Public health needs resources, programmes and personnel: the appeal of 130 associations
A ten-point document analyses the priorities between funds to be increased and the enhancement of human resources and primary care, and calls for the exclusion of health care from the subjects of differentiated autonomy
3' min read
3' min read
A document that 'denounces the government's inertia in the face of the malaise of operators and citizens', divided into two parts: in the first part it illustrates the measures needed to relaunch the SSN - including adequate resources, staff development, strengthening of primary care, financing of the non-self-sufficiency reform - while in the second part it turns the spotlight on the 'serious repercussions that differentiated autonomy will have on health protection'.
The Civil Society Choir
.It is the document 'We cannot remain silent. Civil society for public health', the result of the work of 130 associations, including Associazione Salute Diritto Fondamentale, Associazione Giovanni Bissoni, Laboss- Laboratorio Salute e Sanità, Associazione Alessandro Liberati, Prima la Comunità, Salute Internazionale, Cittadinanzattiva, Gruppo Abele, Forum Disuguaglianze e Diversità, along with many others. A text illustrated in Rome at a meeting in which, among others, doyens and well-known faces of Italian healthcare took part, including Nerina Dirindin, Vasco Errani, Rosy Bindi, Don Virginio Colmegna, Elena Granaglia and Roberto Traversa.

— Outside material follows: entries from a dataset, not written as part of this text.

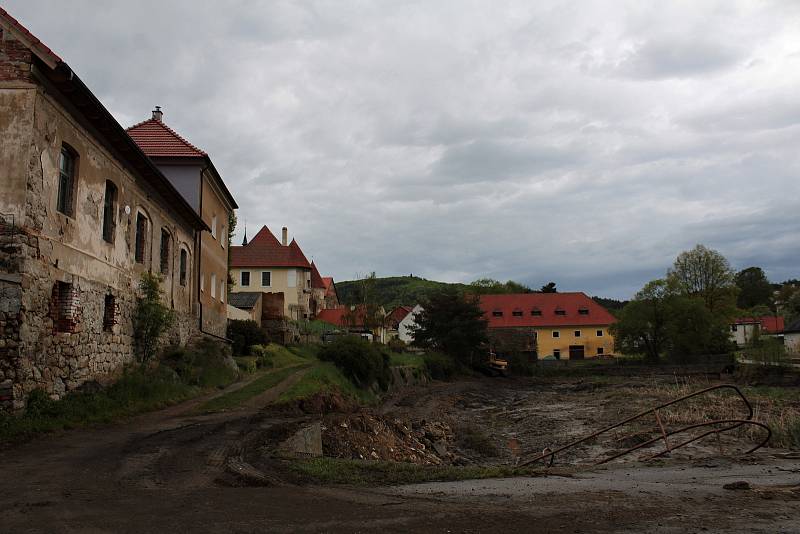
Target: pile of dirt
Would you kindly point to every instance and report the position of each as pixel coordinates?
(368, 436)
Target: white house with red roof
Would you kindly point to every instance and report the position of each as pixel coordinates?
(562, 325)
(270, 266)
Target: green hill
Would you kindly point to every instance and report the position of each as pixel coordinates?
(394, 291)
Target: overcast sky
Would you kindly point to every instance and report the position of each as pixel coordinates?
(583, 143)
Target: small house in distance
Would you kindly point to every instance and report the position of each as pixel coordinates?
(562, 325)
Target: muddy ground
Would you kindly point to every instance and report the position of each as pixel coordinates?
(178, 471)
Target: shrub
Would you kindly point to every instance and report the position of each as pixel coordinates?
(440, 366)
(360, 361)
(151, 318)
(245, 334)
(396, 345)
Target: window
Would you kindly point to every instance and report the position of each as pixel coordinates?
(66, 180)
(164, 251)
(141, 238)
(182, 266)
(109, 313)
(64, 307)
(109, 208)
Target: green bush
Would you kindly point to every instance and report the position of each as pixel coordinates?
(245, 334)
(440, 366)
(396, 345)
(359, 360)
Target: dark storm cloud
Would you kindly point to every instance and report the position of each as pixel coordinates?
(585, 143)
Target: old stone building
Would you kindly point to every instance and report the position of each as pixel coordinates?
(194, 175)
(84, 214)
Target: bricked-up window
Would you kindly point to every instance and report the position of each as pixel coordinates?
(64, 306)
(109, 313)
(184, 261)
(67, 164)
(141, 237)
(165, 238)
(109, 208)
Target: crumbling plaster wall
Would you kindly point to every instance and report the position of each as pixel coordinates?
(48, 247)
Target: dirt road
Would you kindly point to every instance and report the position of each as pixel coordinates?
(171, 471)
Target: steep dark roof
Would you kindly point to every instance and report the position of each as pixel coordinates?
(245, 300)
(577, 309)
(264, 250)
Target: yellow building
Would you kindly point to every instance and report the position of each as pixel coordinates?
(562, 325)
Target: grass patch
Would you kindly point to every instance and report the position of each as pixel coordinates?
(369, 473)
(137, 391)
(407, 360)
(243, 394)
(325, 377)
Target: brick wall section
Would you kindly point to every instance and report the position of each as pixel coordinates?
(15, 60)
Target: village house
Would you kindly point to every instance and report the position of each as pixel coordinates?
(400, 323)
(562, 325)
(270, 266)
(193, 174)
(745, 329)
(357, 320)
(84, 214)
(791, 339)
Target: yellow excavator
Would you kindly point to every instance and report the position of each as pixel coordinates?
(497, 365)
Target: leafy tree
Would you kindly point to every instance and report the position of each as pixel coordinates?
(705, 273)
(453, 323)
(549, 287)
(754, 288)
(151, 318)
(642, 324)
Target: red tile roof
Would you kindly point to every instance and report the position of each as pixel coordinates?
(571, 304)
(772, 325)
(343, 316)
(316, 279)
(156, 139)
(264, 250)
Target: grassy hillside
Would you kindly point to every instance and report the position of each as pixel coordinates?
(395, 291)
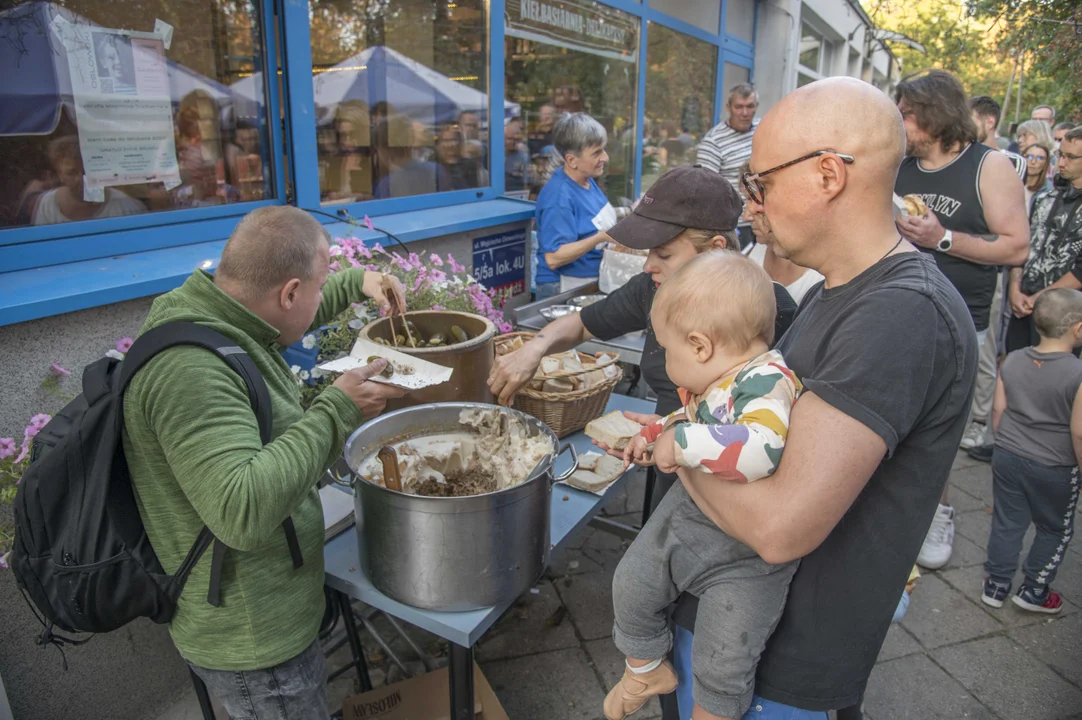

The text identifies ten fundamental points for the relaunch of the National Health Service and reaffirms the principles and values underpinning the National Health Service, a fundamental instrument for the protection of the constitutional right to health.
The Ten Points of the Document
.1. The decline of the SSN is not irreversible. The second pillar - the so-called 'supplementary' care of funds and insurance companies - is not the solution. We need choices that are consistent with constitutional dictates, the priorities expressed by the population, and scientific evidence.
2. The SSN must be able to count on adequate resources to guarantee the 'incompressible' right to health, reduce the enormous gaps with respect to the main European countries and bridge the gaps within it, and restore confidence (and answers) to the population. It must recover planning, guidance and control capacities at all levels of government and strengthen the production and direct provision of services and care pathways by public facilities, gradually reducing recourse to private providers.